Another major change is the fact that even if residents or their representatives sign an arbitration agreement, they could still change their minds. The rule grants residents or their representatives the right to rescind the agreement within 30 calendar days of signing it.

“These requirements ensure that a decision on whether to sign the agreement is made only after the resident or his or her representative understands what he or she is agreeing to, and that there is time to reconsider a decision to sign the agreement and seek legal advice, if he or she chooses to do so,” CMS said in the final rule.

SNFs ‘revisiting’ arbitration?

There’s some debate about how widespread such arbitration agreements are, and what the result of the final rule will be on facilities’ use of them.

“They are the rule, rather than the exception – except when there was a lot of uncertainty over the enforceability of them. Prior to that they were the rule, rather than the exception,” Alan Schabes, partner at the law firm of Benesch, Friedlander, Coplan & Aronoff, told SNN.

Bilimoria, on the other hand, had a somewhat different view, telling SNN in an email that they “are not as common as most people think.”

“We represent SNFs all over the country, and we are constantly preaching to our clients to institute arbitration agreements in their resident contracts,” he told SNN. “Many facilities aren’t focused on arbitration agreements and how they can significantly reduce liability for nursing homes and avoid costly litigation.”

But increasing numbers of facilities are instituting them, particularly after the Kindred Supreme Court decision, Bilimoria noted.
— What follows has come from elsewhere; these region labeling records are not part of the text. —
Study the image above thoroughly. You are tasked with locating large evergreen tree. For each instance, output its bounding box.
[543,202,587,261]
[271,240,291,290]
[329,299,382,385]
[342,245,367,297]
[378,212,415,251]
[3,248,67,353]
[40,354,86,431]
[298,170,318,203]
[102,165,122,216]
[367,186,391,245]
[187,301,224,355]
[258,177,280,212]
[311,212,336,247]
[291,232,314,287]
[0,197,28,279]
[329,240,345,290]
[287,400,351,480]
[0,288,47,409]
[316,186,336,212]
That number might continue to climb; while McGovern estimated that fewer than half of his clients used arbitration clauses in their admission process, the final rule might lead some facilities to revisit them as a tool.
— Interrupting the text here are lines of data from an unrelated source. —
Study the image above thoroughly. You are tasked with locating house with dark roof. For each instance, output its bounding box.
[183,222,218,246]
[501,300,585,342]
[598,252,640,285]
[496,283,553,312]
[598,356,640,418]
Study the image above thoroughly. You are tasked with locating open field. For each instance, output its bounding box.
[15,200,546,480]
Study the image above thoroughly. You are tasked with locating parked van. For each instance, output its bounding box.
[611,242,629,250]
That’s not necessarily a given, however. Even though the final rule does not ban the use of arbitration clauses, the fact that they cannot be mandatory for admission and the rescinding period might counterbalance the benefits providers are seeking from arbitration, McGovern said.

“We’ll have to see how it works going forward, but it has the potential to sort of undercut the goal of facilities in proposing arbitration,” he told SNN.

Bilimoria agreed.

“By CMS requiring formal notification that families and residents need not sign arbitration agreements, this could have a chilling effect on residents signing arbitration agreements in facilities,” he said. “Under this final rule, facilities may need to concomitantly notify families and residents of the benefits of arbitration (for both parties) in order to encourage arbitration.”
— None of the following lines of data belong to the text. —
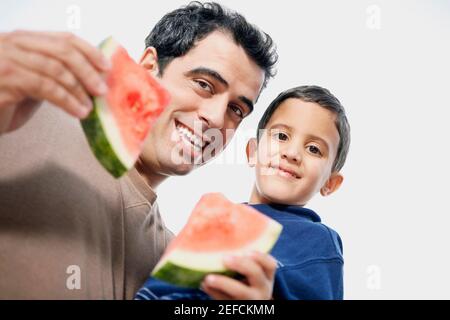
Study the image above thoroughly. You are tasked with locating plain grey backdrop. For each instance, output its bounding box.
[0,0,450,299]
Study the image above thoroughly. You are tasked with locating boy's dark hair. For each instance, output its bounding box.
[256,86,350,171]
[145,1,278,88]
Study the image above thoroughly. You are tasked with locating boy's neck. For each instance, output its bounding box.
[248,185,271,204]
[248,184,304,207]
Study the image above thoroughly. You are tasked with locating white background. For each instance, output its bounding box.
[0,0,450,299]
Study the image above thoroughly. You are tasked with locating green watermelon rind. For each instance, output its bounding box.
[81,37,131,178]
[151,220,283,288]
[81,103,128,178]
[152,261,237,288]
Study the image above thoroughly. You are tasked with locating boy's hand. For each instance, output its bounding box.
[202,251,277,300]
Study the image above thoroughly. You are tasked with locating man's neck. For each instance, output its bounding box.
[135,157,167,191]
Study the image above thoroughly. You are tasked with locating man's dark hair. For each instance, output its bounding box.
[145,1,278,88]
[256,86,350,171]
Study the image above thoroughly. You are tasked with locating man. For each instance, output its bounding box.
[0,3,277,299]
In addition, the final rule stipulates arbitration agreements have to be drawn up and explained in “a form or manner” that residents or their representatives understand. But there is no guidance from the government on what that entails, Schabes noted. That means providers will have to make sure that people who aren’t legal experts can understand agreements and documents that are drawn up, he said.

Another element of the final rule that could be significant is the requirement that facilities keep the results of arbitration on file for a five-year period, Schabes said. This is so CMS can gather data on how arbitration is conducted in long-term care facilities, the agency said in the final rule.

What comes next

If SNFs want to re-examine arbitration agreements, they need to look at more than just the final rule.

Facilities must also consider what state Supreme Courts have said about arbitration, and consider the ways that intake processes are conducted in light of the new requirements, Bilmoria said.

Some facilities who have been waiting on the final rule for clarity may decide to revise their agreements and move forward with arbitration under the parameters of the new final rule, McGovern said. But overall, what the impact will be is hard to predict a week from the rule’s publication.

“It may be interesting to revisit this in a year or two to see how often is that 30-day cooling-off period invoked,” he told SNN. “How many residents opt out in the first instance, and [then] rescind in that 30-day period? That will be telling, going forward in five years, whether arbitration is going to be standard practice for nursing homes.”